“不知道反正就不对。”顾予显得有些苦恼,他似乎不擅长这种逻辑性的表达,干脆换了一种方式。
他伸出手,在空中比划了一下,模仿着谢重山下午出腿的动作,但只模仿了一半,就停住了。
“这里,多余了。”他又比划了一下自己反击的动作,“这样……更快。”
他的解释颠三倒四,毫无逻辑。
可宋时却听懂了。
顾予不是没记住,也不是在创新。
他是在……修正。
“小予,那些‘正确的动作’,你是在哪里看到过吗?”宋时尽可能让自己的声音听起来平稳,不带任何引导性。
顾予的脑袋在他胸口又蹭了蹭,似乎在很认真地回想。
黑暗中,宋时只能感受到他均匀的呼吸和身体传来的热度。
“不记得了。

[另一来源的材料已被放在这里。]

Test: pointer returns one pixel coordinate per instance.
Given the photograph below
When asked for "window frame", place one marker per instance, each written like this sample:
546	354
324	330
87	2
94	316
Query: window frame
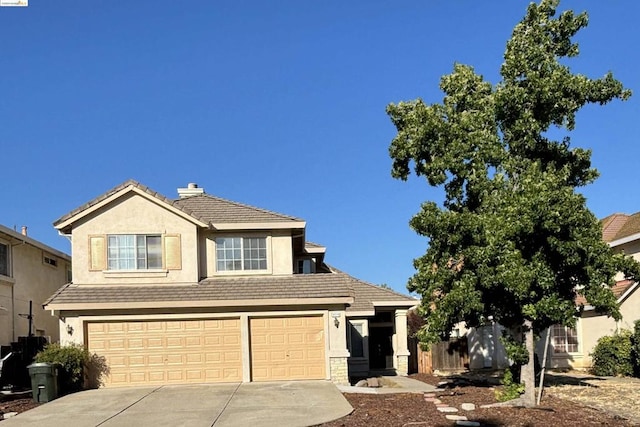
136	256
8	271
564	347
242	260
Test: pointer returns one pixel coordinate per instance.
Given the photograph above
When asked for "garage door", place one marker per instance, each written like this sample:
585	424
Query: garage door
165	352
287	348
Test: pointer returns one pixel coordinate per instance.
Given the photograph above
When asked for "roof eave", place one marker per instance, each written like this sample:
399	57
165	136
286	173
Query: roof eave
274	225
131	187
198	304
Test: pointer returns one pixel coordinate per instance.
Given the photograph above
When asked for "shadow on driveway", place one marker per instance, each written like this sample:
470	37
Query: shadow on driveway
291	403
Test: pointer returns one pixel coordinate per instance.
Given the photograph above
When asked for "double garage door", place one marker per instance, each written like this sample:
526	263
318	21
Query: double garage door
209	350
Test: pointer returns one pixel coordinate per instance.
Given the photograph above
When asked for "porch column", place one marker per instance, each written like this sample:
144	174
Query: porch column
402	350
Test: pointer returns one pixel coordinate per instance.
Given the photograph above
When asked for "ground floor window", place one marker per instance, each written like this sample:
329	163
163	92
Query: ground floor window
564	339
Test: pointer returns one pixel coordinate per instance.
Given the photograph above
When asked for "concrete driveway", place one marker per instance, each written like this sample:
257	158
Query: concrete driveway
292	403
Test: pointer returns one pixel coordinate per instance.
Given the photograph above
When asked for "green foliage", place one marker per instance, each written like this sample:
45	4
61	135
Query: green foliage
510	389
72	358
612	355
513	238
635	349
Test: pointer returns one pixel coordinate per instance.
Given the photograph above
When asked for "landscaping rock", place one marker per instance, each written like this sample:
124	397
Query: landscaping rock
447	409
374	382
456	417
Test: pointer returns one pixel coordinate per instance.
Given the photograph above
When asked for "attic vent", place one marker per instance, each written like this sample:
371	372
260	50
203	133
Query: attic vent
191	190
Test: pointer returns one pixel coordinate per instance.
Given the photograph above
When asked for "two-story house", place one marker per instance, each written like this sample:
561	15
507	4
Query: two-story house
203	289
30	272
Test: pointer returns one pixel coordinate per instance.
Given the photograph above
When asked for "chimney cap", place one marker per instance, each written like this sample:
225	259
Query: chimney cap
192	189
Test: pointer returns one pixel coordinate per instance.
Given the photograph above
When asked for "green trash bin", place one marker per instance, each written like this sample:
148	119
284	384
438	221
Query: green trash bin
44	381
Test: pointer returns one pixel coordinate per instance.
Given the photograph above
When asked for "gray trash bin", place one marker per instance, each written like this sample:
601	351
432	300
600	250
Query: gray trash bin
44	381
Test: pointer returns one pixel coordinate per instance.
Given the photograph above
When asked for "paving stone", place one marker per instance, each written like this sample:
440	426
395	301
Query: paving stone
456	417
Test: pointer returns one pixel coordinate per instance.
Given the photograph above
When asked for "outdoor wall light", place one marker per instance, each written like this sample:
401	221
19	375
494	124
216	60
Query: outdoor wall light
336	319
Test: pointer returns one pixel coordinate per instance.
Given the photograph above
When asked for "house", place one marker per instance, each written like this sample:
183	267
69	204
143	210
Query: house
571	347
30	272
203	289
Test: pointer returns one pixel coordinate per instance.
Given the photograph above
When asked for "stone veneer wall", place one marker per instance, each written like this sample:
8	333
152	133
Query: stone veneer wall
339	370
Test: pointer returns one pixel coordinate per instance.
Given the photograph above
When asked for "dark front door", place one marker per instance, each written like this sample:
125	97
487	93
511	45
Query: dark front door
380	347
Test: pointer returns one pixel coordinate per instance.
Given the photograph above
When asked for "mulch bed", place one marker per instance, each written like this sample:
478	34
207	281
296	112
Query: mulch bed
412	410
17	405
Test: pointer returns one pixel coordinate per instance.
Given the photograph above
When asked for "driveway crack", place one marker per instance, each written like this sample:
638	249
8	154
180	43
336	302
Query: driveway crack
226	404
124	409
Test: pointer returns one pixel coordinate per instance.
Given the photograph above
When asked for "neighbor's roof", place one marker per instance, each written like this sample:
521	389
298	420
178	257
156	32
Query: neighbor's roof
203	208
226	291
618	226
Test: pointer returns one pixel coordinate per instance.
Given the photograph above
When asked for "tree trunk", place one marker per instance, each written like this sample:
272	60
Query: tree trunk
528	373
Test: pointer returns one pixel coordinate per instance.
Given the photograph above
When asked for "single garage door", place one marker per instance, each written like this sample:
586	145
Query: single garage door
168	352
287	348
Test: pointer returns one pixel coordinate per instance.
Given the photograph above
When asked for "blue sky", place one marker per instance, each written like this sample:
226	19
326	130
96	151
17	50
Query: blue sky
278	104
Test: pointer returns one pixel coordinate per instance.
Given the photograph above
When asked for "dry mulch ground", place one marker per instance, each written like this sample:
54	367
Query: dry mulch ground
412	410
17	405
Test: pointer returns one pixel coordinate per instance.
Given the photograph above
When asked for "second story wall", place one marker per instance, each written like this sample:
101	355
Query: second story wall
134	240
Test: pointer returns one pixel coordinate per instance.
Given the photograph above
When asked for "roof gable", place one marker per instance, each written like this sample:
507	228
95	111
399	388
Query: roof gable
64	222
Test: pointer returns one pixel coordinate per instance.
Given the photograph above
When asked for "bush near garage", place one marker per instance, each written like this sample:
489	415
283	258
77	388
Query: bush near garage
612	355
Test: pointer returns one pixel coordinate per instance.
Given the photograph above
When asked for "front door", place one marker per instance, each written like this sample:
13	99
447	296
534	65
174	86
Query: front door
380	347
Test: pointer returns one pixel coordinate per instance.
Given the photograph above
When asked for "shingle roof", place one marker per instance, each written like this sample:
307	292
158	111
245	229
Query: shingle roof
298	286
217	210
618	226
618	290
204	208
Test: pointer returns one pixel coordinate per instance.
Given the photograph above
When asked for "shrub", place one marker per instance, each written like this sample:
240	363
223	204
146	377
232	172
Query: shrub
510	389
72	358
612	355
635	349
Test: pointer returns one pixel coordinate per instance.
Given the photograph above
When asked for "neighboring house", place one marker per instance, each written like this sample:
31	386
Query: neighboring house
203	289
571	347
29	272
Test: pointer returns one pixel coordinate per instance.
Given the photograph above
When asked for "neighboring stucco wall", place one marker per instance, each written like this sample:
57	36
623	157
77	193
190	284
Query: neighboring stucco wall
31	280
134	214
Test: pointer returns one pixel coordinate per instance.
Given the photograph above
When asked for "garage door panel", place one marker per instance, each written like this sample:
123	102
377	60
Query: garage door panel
157	352
287	348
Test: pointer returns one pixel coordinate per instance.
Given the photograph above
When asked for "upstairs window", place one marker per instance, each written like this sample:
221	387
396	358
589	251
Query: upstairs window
134	252
238	253
4	259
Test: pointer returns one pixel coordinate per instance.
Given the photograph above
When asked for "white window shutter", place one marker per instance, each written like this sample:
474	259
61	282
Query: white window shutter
97	253
172	252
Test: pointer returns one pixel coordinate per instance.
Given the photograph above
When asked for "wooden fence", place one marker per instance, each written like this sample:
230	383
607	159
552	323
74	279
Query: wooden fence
452	355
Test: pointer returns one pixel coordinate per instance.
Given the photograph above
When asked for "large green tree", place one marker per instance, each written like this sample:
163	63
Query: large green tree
513	238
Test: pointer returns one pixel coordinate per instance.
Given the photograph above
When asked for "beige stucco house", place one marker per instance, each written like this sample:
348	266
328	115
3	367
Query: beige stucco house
203	289
571	347
30	271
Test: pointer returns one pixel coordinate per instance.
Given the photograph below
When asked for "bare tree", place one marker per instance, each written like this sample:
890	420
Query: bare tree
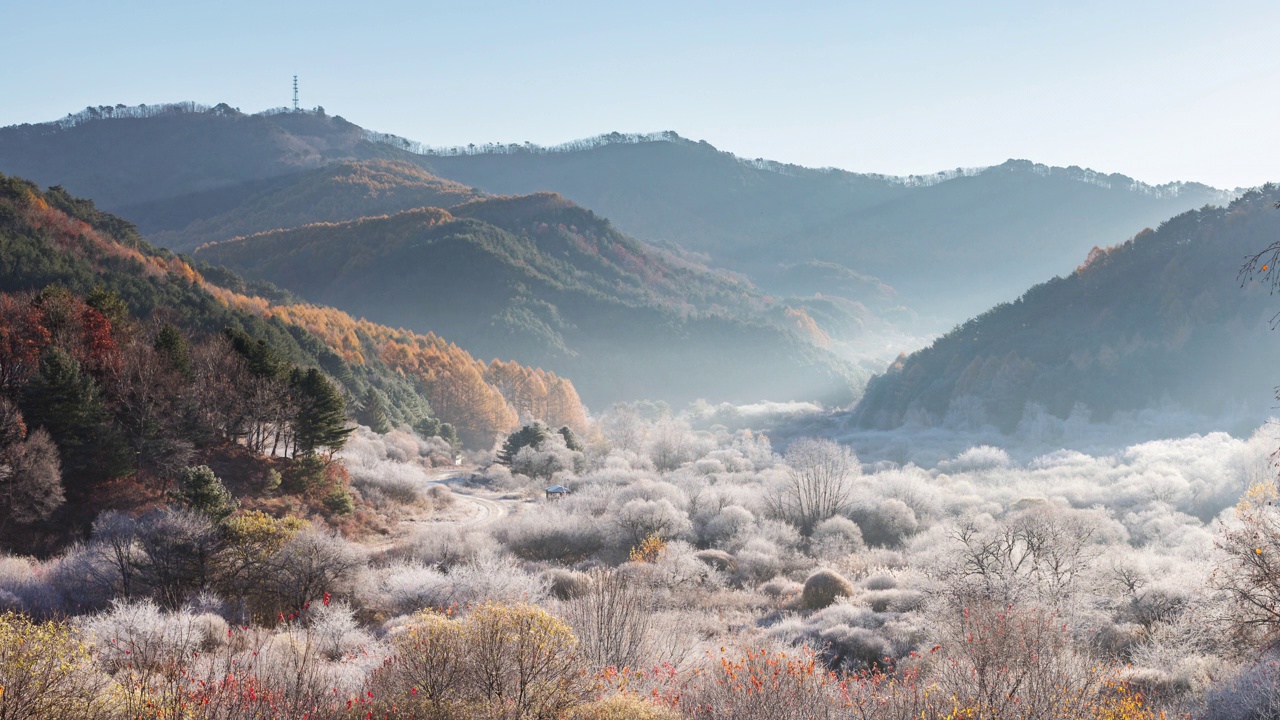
31	477
1037	555
612	620
819	483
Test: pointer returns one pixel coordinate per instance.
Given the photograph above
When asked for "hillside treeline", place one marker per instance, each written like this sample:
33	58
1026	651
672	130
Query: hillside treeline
1160	319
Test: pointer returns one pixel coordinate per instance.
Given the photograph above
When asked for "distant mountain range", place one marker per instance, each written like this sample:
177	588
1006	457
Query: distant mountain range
187	173
552	285
951	244
51	238
828	273
1160	320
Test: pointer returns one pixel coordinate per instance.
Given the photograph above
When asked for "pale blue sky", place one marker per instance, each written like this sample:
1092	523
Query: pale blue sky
1155	90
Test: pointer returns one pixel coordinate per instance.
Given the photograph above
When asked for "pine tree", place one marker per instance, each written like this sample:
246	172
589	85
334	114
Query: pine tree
201	491
320	420
68	404
530	436
173	346
375	413
571	440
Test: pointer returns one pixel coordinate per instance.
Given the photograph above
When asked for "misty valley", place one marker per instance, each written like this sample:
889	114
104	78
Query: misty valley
301	419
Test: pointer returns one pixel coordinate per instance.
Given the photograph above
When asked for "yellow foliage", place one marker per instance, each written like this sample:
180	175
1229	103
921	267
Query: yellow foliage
45	671
649	550
625	706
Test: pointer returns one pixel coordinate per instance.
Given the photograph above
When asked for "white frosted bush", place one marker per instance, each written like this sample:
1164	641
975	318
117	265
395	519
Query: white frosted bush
138	634
836	537
334	630
979	459
444	546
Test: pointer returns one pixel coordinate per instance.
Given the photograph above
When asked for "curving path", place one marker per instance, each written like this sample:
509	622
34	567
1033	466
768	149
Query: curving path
487	510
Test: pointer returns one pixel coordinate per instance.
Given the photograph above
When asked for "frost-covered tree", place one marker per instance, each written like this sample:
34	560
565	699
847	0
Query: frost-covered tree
818	483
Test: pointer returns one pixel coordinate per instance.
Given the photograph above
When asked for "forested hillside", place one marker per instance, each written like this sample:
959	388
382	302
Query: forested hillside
342	191
1160	319
187	174
552	285
1000	228
389	377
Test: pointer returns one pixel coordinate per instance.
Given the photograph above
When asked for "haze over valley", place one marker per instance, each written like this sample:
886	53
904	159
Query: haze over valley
311	419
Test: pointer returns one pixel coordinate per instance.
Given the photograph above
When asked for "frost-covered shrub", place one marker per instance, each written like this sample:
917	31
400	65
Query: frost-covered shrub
757	560
566	584
443	545
334	630
836	537
717	559
725	524
676	566
553	534
823	587
407	587
640	519
979	459
138	634
885	523
781	588
545	460
26	587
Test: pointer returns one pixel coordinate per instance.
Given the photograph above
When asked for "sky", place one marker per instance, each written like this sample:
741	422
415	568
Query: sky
1159	91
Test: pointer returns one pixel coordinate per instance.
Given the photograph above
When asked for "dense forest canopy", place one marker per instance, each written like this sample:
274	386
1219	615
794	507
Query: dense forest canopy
1160	319
187	173
51	238
553	285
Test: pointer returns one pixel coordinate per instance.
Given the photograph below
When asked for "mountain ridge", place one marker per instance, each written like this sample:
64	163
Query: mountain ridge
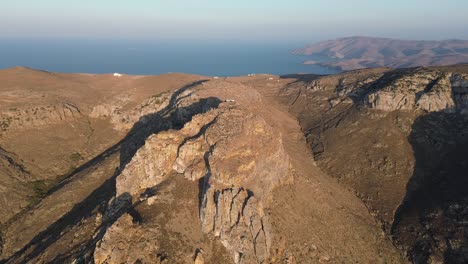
368	52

”
宋时没有再追问。
他伸出手,轻轻抚摸着那颗毛茸茸的脑袋,指尖穿过柔软的发丝。
不记得,或许是最好的答案。
想不起来,就意味着不会被过去束缚。
他怀里的,就只是他的小予。
宋时低头,在顾予光洁的额头上印下一个轻柔的吻,带着安抚和一丝连他自己都未察觉的庆幸。
“不记得就不记得了,睡吧。”
“嗯。”顾予应了一声,把耳朵放在宋时的胸口,”我要听着你的心跳睡觉’“。
“睡不着,哥给你念念书,好不好?”
“好。”只要是宋时的声音,念什么都好听。
宋时从炕柜里拿出一本书,清了清嗓子,借着窗外清冷的月光,勉强能看清书上的铅字。
“《中华人民共和国刑法》,第一条,为了惩罚犯罪,保护人民,根据宪法,结合我国同犯罪作斗争的具体经验及实际情况,制定本法。”
顾予的眼皮动了动。
这些字,拆开来他好像都认得,但连在一起,就变成了奇怪的东西。
宋时停顿了一下,用更通俗的语言解释。
“意思就是,这个法,是用来告诉所有人,什么事能做,什么事不能做。做了不能做的事,就要被关起来。”
“哦。”顾予似乎听懂了。
宋时很满意这个开端,继续念了下去。
“第二条,本法的任务,是用刑罚同一切反革命罪和其他刑事犯罪作斗争……”
他的声音平稳,带着军人特有的沉着。